HL Deb 27 June 1990 vol 520 cc1615-7

2.51 p.m.

Lord Clinton-Davis asked Her Majesty's Government:

Whether they propose to support the package of measures proposed by the Commission of the European Communities to sustain the merchant fleets of the Member States of the Community.

Viscount Davidson

My Lords, the Commission's package contains a number of proposals. We are not convinced of the case for a Community ship register but support those proposals linked to the single market objectives.

Lord Clinton-Davis

My Lords, I am obliged to the noble Viscount for that Answer. Does he not recognise that the package of measures put forward by the Commission goes far wider than the issue of cabotage and the single market, important—indeed vital—though that is? Am I to understand from his Answer that, apart from the question of the Community register, which in my respectful submission was inserted rather too prematurely, the Government support the other proposals which are outlined by the Commission?

Viscount Davidson

My Lords, the Government support the proposals to ease the transfer of vessels from one EC register to another, the proposals for the mutual recognition of seafarers' certificates and the proposals to increase the effectiveness of port state control. We also support the need to make progress on cabotage liberalisation.

Lord Allen of Abbeydale

My Lords, is the Minister aware that this subject is currently being studied by a sub-committee of the European Communities Committee of your Lordships' House? The sub-committee will be taking evidence from the department and hopes to report before the Recess. Is it not a good idea to wait until that report is available?

Viscount Davidson

My Lords, that is a very interesting suggestion. I was about to tell the House what your Lordships' European Communities Committee is doing at the moment. It is holding an inquiry into the Community's proposals. As the noble Lord said, it is now in the process of hearing oral evidence from interested parties. I am sure that the House looks forward to reading its considered report and possibly debating it in due course.

Lord Carmichael of Kelvingrove:

My Lords, I am most grateful to the noble Lord, Lord Allen, for drawing the attention of the House to the work of the sub-committee. I assume that it will receive evidence from NUMAST, which is much concerned about some of the proposals but welcomes many of them.
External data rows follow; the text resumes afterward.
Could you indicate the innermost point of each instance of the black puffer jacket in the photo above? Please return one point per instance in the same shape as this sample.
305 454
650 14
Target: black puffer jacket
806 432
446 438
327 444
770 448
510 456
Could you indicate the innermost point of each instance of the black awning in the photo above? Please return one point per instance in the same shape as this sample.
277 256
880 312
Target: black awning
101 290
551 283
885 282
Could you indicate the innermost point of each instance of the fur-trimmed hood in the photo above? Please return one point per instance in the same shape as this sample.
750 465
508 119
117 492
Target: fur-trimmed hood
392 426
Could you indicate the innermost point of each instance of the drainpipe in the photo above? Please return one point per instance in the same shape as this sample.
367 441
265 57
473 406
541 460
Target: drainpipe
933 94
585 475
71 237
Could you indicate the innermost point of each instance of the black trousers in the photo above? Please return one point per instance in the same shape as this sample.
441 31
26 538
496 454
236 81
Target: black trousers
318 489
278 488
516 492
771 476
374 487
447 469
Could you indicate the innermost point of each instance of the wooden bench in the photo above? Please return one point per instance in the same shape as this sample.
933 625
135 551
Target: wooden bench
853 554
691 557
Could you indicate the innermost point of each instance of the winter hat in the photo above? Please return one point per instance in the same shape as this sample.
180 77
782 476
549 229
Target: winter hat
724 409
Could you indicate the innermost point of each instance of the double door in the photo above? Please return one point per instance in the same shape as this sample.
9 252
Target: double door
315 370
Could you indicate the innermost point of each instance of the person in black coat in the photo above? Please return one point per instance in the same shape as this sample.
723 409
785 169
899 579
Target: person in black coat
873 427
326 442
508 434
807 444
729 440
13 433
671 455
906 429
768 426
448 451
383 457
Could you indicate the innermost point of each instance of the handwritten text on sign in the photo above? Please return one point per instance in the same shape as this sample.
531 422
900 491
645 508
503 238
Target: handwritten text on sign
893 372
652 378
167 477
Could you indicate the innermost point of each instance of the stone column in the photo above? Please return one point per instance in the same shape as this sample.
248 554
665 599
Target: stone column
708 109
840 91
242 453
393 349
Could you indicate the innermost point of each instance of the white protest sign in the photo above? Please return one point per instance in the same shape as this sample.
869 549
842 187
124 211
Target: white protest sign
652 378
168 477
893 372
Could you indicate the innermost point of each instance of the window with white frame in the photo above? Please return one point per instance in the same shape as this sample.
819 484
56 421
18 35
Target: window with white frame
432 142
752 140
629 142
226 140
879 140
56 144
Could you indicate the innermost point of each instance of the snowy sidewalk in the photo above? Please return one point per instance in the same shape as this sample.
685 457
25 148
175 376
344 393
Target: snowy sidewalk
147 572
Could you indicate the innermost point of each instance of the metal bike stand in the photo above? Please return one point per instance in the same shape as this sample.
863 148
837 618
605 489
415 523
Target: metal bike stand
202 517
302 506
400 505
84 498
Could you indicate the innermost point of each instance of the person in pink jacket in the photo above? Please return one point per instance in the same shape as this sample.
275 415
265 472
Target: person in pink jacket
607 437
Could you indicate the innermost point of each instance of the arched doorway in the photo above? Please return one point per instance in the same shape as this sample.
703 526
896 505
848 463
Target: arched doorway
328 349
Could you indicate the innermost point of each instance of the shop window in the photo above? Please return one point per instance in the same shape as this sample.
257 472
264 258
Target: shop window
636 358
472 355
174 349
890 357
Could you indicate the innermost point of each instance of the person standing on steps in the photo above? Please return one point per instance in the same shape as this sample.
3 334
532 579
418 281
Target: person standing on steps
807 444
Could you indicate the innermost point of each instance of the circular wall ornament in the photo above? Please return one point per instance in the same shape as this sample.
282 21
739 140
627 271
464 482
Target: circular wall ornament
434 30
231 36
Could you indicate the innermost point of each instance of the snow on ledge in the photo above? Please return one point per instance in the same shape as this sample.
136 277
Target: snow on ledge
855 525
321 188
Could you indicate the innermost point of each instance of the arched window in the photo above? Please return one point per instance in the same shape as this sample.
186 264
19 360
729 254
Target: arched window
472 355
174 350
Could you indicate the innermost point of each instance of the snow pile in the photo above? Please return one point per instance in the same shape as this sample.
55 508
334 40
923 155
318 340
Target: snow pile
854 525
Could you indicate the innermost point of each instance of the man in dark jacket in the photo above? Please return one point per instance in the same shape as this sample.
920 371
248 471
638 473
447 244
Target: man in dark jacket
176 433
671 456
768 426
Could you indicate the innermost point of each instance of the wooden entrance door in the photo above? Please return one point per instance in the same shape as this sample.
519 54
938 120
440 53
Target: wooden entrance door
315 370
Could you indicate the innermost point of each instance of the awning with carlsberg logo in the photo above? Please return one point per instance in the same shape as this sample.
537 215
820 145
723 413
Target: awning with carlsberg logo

It is especially concerned that we should maintain a British merchant fleet and that we should learn the lessons of mixed fleets from the disaster of the "Scandinavian Star".

Viscount Davidson

My Lords, I am sure that the sub-committee will be hearing evidence from all interested parties. I should tell the House that the Government consider the shipping industry to be an important contributor to the economy and to defence. Shipping related activities are a major part of London's financial strength. The House will be aware of the joint working party which has recently been set up under the chairmanship of my right honourable friend the Secretary of State for Transport and Sir Jeffrey Sterling. This will establish a common understanding with the industry of the present position and options for improving its competitive position.

Lord Murray of Epping Forest

My Lords, in the event of other European countries not being prepared to give guarantees about the reservation of their coastal trade to their own shipping—guarantees on cabotage—will the Government be prepared to consider making a unilateral decision to reserve such shipping facilities, including offshore facilities, to British ships in order to concentrate the mind, if only that, of other Community countries.

Viscount Davidson

My Lords, it is now generally accepted that cabotage should be liberalised. The focus of discussion has moved from the question of whether to questions of how and when.

Lord Clinton-Davis

My Lords, does the noble Viscount agree that the results of the last Transport Council were extremely disappointing in that nothing moved forward except general ideas of principle? Does he further agree, whatever may be the outcome of your Lordships' Select Committee examination of this matter and whatever may be the outcome of the working party set up by the Secretary of State for Transport, that the industry is languishing, that it is an industry which must not be allowed to go on languishing and that urgent action needs to be taken at Community level? In that respect perhaps the House might receive from the noble Viscount an assurance that speed is regarded as of the essence.

Viscount Davidson

My Lords, I am quite happy to give that assurance and to assure the noble Lord that the Government are doing everything they can. But I cannot answer for any body other than the Government.